Earlier inventories were often made on long narrow strips of parchment which were then stored rolled up. I have transcribed two of these from my own family – for Richard Graybee and William Jaques. Richard Graybee was my eight  times great grandfather twice over, since his daughter Mary married Joseph Lee and her sister Sarah married master watch-case maker William Jaques. Their children Joseph Lee and Frances Jaques were my six times great grandparents.

The first  inventory I  investigated was for William Jaques. He died intestate in January 1719/20, and as he was a Citizen of London and a member of the Clockmakers Company, and several of his children were still under age, his case was dealt with by the Court of  Orphans of the City of London. They appointed  Thomas Powle and Solomon Bonquet to evaluate  ‘all & singular the Goods Chattels Rights and Creditts late belonging to and appertaining unto William Jaques of the Parish of St Sepulchre late Citizen and Clockmaker of London deceased’. The parchment roll showing the results of their labours is in the London Metropolitan Archives.

Thomas and Solomon had gone systematically through the house in Angel Court listing the contents. These included household furniture and items such as feather beds, chairs, tables, dressing glasses, pots and pans, tongs and shovels, 120 pounds weight of pewter items, 170 oz of plate (presumably silver and gold)  and household linen consisting of

16 pair sheets 12 pair of pillocases & 3 damask table cloths & 23 napkins diaper table cloths 40 diaper and Huccaback napkins 3 kitchen table cloths 3 jack towels & 3 doz of hand towels (worth £12 2 shillings).
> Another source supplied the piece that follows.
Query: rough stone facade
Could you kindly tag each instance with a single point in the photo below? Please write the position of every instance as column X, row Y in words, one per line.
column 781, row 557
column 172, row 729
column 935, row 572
In addition to all the household items which were listed by room, thus telling us how big the house was, there were all the materials of William’s trade as a master silversmith. This included gold worth £263 and 25 oz of new sterling silver. The presence of bedding in the ‘Shopp’ alongside the tools suggests that an apprentice probably slept there, providing security.

Even the clothes of the dead person were assessed and in William’s case this raised an intriguing possibility.

Apparell

4 Intestate wearing apparel linen and woollen Books & arms & a silver watch £15

This website and the book A Parcel of Ribbons had their origins in my search for the truth behind the story of an Indian Princess which had come down through the family, together with various papers from my great-aunt Alice. She had left a painting of a coat of arms to a cousin of my mother who supplied me with the image above. It seems highly likely that it was this painting that was referred to as ‘arms’ in the inventory. It was also this painting that confirmed for me the link between the Jaques and Graybee families.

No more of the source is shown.